Last week I had a toothache, so I headed 8 hours by bus up to Quito. On my way out of town, I took the trolley to Quitumbre bus station. I’ve been on this line many times, and I’ve seen groups of pickpockets working. You can’t really just yell “Theif!” when you see someone stealing because you can put yourself in danger. Usually one person is picking pockets while the friends provide backup. I’ve stopped a pickpocket from unzipping a woman’s bag by putting my stuff in his way, but he moved on to steal from someone else. It’s frustrating to allow someone to do harm without being able to do anything. It’s a moral quandary for me because I think society should work together to protect each other, so I try to do what I can, when I can.
On this particular afternoon, the trolley was packed. People pushed themselves into those already inside and waited for the doors to close and push them in further. A man in a brown suit wedged himself in next to me. I avoid traveling with much more than cash and a cell phone, but since I was leaving town, I had everything with me. My bag was on the floor between my feet and I’d spread my money around in the pockets inside my jacket.
The man in the suit had a plastic bag in one hand and was trying to hang on, but he seemed to have a problem grabbing the bar with his free hand. He was breathing heavily from his mouth, so I turned my face away from him. We jostled around, and I noticed his hand in front of me where there was no place to grab a handle, so I kept pushing him very hard until he moved away from me. He didn’t have any expression on his face, and he found another place further down the trolley.
A seat opened up and I sat down. My pocket was unzipped, but there was nothing in it anyways. I kept my eye on him, to see if maybe I’d just mistreated some poor mouth-breather for no reason. I couldn’t tell, and he got off the trolley alone.

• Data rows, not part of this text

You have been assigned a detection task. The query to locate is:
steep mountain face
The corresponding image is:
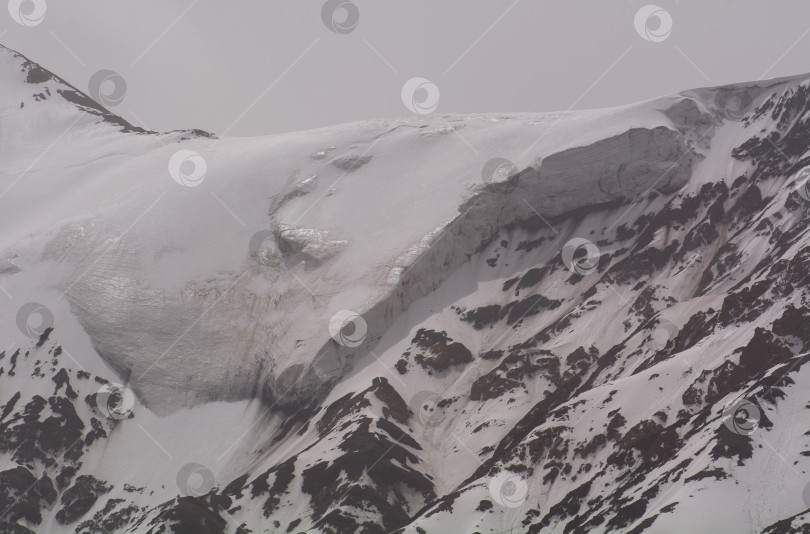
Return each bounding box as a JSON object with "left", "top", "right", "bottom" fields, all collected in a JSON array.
[{"left": 0, "top": 43, "right": 810, "bottom": 534}]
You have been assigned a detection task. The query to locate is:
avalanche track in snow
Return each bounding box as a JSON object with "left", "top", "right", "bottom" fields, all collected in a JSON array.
[{"left": 0, "top": 48, "right": 810, "bottom": 534}]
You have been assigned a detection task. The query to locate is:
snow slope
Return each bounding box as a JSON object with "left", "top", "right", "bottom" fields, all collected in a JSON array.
[{"left": 0, "top": 45, "right": 810, "bottom": 533}]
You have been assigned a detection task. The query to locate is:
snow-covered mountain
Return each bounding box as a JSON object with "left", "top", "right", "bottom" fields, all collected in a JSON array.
[{"left": 0, "top": 45, "right": 810, "bottom": 534}]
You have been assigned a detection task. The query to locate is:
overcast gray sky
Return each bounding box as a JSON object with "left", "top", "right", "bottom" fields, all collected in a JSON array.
[{"left": 0, "top": 0, "right": 810, "bottom": 135}]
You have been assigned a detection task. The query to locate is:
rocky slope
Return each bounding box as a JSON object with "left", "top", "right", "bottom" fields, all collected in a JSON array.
[{"left": 0, "top": 43, "right": 810, "bottom": 534}]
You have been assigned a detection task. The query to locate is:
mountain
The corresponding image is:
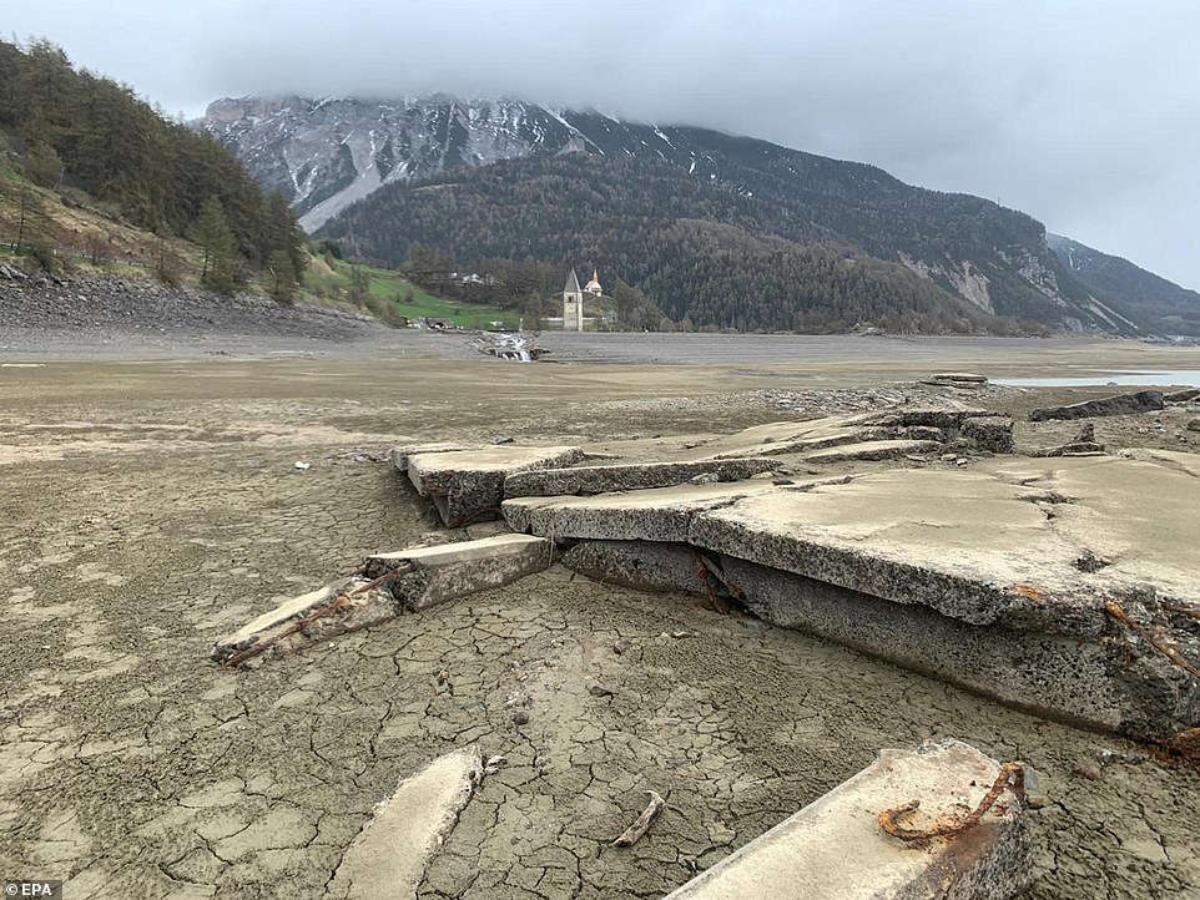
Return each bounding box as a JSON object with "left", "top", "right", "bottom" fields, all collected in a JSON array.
[
  {"left": 200, "top": 96, "right": 1185, "bottom": 335},
  {"left": 1046, "top": 234, "right": 1200, "bottom": 336}
]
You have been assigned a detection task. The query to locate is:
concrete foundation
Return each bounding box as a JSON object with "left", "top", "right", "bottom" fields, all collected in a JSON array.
[
  {"left": 668, "top": 740, "right": 1031, "bottom": 900},
  {"left": 562, "top": 541, "right": 712, "bottom": 594},
  {"left": 326, "top": 749, "right": 484, "bottom": 900},
  {"left": 504, "top": 456, "right": 784, "bottom": 498},
  {"left": 364, "top": 534, "right": 554, "bottom": 610},
  {"left": 504, "top": 451, "right": 1200, "bottom": 740},
  {"left": 400, "top": 445, "right": 583, "bottom": 528}
]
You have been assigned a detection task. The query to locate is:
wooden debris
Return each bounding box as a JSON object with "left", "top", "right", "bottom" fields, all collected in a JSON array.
[{"left": 612, "top": 791, "right": 667, "bottom": 847}]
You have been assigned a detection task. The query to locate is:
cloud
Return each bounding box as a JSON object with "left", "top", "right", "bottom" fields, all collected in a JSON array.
[{"left": 7, "top": 0, "right": 1200, "bottom": 287}]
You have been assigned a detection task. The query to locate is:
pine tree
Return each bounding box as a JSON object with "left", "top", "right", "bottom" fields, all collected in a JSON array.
[
  {"left": 266, "top": 248, "right": 296, "bottom": 306},
  {"left": 196, "top": 197, "right": 234, "bottom": 294}
]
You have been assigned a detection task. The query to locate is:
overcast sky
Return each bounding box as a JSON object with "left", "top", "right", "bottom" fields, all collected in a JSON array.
[{"left": 4, "top": 0, "right": 1200, "bottom": 288}]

Later, when I bought my ticket at the bus station I realized that he’d earned the mistreatment. I reached into my jacket and I saw my shirt through a slit in the front. He hadn’t just unzipped my pocket, he had cut open the front of my jacket to get my money. I’d wondered what his problem was; I guess it’s hard to hang on in the bus with a razor in your hand. I’d pushed him away before he could get anything out of my pocket.
As aware as I try to be, I missed seeing this one ahead of time. Next time I’ll wait for a bus with fewer people on it, and I’ll pay more attention to how I react to disgusting behavior. It wasn’t a good experience, but I can patch my jacket, and it might help me to avoid worse situations in the future.